What makes a ball bounce back up? Suppose, I'm dropping a rubber ball on the floor and it bounces back up. I'm trying to understand this by considering the forces, and not using momentum, collision, or energy.
Eventually, the ball would come to rest, due to dissipation of energy, and when that happens, the normal reaction of the floor on the ball would be equal to the weight of the ball, due to electrostatic force.
However, I'm wondering what happens before that. When the ball drops for the first time, it would bounce back up. There are three forces involved here, that are relevant. First is the normal force exerted on the floor by the ball (indirectly due to gravity). The second force is the normal reaction of the floor on the ball (due to electrostatic repulsion). The third is the force of gravity exerted on the ball by the Earth.
Normally it is expected that the normal force should be equal to the weight, as is the case when the ball comes to rest. However, in this case, the initial normal force exerted on the ball, by the floor, is obviously more than the weight — hence the ball bounces back up. My question is, how is that so?
How can the normal reaction force be initially greater than the weight? Please tell me this on the basis of the acting forces, and not using momentum conservation and energy conservation.
My intuition is that there is a fourth force working here, one that deforms the ball when it hits the ground. This force increases the normal reaction of the ground toward the ball, and makes it greater than the weight, and is the reason why the ball bounces back up. Each time the ball loses energy, so this deformation would be lesser and lesser, and the reason why the normal reaction would decrease after every bounce, until it becomes equal to the weight.
Please tell me if this explanation is correct for this situation. Moreover, please tell me, if this explanation is correct for collisions in general.
I'm trying to look at collisions from the force perspective, rather than the momentum perspective.
 A: 
First is the normal force exerted on the floor by the ball (indirectly due to gravity).

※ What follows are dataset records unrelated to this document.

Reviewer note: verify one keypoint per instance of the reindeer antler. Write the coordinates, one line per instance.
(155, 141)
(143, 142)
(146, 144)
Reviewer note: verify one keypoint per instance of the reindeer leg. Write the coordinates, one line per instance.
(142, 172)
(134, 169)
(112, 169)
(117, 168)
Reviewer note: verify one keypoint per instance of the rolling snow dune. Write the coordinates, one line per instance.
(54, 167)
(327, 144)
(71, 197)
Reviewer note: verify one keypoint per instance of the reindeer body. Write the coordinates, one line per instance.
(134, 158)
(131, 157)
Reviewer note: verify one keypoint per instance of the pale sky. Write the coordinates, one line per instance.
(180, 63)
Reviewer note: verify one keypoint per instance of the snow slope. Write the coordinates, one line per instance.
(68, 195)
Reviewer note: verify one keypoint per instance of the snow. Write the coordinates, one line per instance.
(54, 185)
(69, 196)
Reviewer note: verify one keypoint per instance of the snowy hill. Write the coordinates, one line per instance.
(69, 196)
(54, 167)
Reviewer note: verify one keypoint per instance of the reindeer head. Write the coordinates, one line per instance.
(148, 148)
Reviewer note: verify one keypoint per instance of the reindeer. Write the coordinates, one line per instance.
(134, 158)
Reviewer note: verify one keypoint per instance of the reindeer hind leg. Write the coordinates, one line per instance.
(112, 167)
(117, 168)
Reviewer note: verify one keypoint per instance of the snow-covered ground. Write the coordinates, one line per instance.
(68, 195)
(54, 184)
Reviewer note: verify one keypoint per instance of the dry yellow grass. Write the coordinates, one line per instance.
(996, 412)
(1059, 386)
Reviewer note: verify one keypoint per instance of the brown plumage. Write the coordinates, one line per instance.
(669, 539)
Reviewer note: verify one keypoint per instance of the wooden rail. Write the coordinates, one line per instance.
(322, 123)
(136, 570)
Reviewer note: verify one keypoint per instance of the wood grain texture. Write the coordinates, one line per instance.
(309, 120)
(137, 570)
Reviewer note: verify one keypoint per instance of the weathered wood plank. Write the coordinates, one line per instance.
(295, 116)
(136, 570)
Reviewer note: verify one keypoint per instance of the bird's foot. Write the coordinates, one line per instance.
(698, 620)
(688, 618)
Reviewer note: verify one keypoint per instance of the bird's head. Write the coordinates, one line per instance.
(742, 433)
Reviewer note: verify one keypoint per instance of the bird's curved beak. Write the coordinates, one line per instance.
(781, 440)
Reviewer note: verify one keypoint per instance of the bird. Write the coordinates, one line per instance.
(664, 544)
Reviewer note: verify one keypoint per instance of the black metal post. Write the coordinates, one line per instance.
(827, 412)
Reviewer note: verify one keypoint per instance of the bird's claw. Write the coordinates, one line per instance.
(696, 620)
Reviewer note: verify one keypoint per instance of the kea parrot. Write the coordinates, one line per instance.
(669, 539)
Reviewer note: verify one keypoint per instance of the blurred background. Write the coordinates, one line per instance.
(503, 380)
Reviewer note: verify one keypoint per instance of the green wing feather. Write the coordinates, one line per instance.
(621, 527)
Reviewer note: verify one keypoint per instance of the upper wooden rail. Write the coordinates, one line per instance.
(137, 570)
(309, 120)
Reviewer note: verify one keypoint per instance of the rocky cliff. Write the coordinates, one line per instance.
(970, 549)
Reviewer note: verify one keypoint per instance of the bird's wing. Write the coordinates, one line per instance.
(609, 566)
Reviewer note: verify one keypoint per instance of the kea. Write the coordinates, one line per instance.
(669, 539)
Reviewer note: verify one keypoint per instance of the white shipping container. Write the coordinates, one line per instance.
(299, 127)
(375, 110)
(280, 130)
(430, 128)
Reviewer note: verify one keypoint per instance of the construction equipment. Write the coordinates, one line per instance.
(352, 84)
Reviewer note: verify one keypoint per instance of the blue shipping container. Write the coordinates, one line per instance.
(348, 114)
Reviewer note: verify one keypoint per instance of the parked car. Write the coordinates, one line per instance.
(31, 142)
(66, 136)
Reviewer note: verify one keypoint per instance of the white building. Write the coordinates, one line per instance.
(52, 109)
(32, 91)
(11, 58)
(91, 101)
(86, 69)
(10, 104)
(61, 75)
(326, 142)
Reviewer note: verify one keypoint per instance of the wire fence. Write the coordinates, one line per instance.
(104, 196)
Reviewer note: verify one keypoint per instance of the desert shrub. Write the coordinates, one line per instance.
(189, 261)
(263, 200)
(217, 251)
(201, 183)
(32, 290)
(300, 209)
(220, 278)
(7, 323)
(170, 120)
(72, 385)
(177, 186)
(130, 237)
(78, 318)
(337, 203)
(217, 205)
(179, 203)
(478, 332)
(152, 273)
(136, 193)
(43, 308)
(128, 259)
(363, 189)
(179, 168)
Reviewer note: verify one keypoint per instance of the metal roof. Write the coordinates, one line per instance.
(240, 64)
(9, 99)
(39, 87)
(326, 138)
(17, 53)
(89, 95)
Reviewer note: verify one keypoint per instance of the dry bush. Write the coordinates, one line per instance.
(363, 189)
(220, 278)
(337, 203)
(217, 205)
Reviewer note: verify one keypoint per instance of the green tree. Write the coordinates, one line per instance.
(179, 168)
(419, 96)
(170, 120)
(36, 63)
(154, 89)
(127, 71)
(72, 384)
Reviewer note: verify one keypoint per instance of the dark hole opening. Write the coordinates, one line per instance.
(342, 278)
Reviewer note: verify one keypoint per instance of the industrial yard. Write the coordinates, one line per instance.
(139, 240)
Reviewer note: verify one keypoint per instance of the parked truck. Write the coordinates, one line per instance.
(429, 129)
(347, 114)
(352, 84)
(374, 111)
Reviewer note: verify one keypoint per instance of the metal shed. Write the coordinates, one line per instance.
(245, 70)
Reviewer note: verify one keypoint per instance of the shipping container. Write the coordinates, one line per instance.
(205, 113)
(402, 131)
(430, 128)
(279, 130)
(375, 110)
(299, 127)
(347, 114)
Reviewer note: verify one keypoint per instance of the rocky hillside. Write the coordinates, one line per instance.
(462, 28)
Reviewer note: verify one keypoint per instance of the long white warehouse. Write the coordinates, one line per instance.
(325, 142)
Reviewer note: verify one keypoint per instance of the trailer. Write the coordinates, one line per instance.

Gravity is not the only effect here.  The ball is moving downward when it reaches the floor.  In order to stop moving downward, the ball has to undergo an acceleration upward.  This acceleration requires a force: $a = F/m$.  The strength of this force and acceleration depends on the speed of the ball (how much acceleration is required) and the materials (how far the ball can deform).
It may be helpful to think of the ball as a spring.  The force the ball exerts depends on the deformation, just like the force exerted by a spring depends on the deformation.
When the ball first touches the floor, the normal force is small, so the ball is still accelerating downward.  After a certain amount of deformation, the ball is exerting a force equal to its weight.  But this doesn't stop the ball, it just stops the acceleration.  The ball continues to move downward.
As it does it compresses further.  The normal force exceeds the weight and the ball begins to slow down.  This continues until the acceleration removes all of the ball's downward velocity.  The spring forces are still greater than gravity though, so the upward acceleration continues.  This is sufficient to give it an upward velocity that allows it to bounce off the floor.

So, the normal reaction should always be more than the weight of a falling body, to account for that extra velocity that remains, even after the net force acting on the body is 0.

Well, at the instant the net force is zero, the normal force would be equal to the weight.  But the downward velocity that remains will cause the ball to move closer to the floor and for the forces to increase with time.

For a stationary object kept on a floor, the normal force is exactly equal to weight, as there is no 'extra downward velocity'. Are these assertions correct ?

Right.  The system is in equilibrium.  The weight is exactly opposed by the normal force, so the object does not accelerate.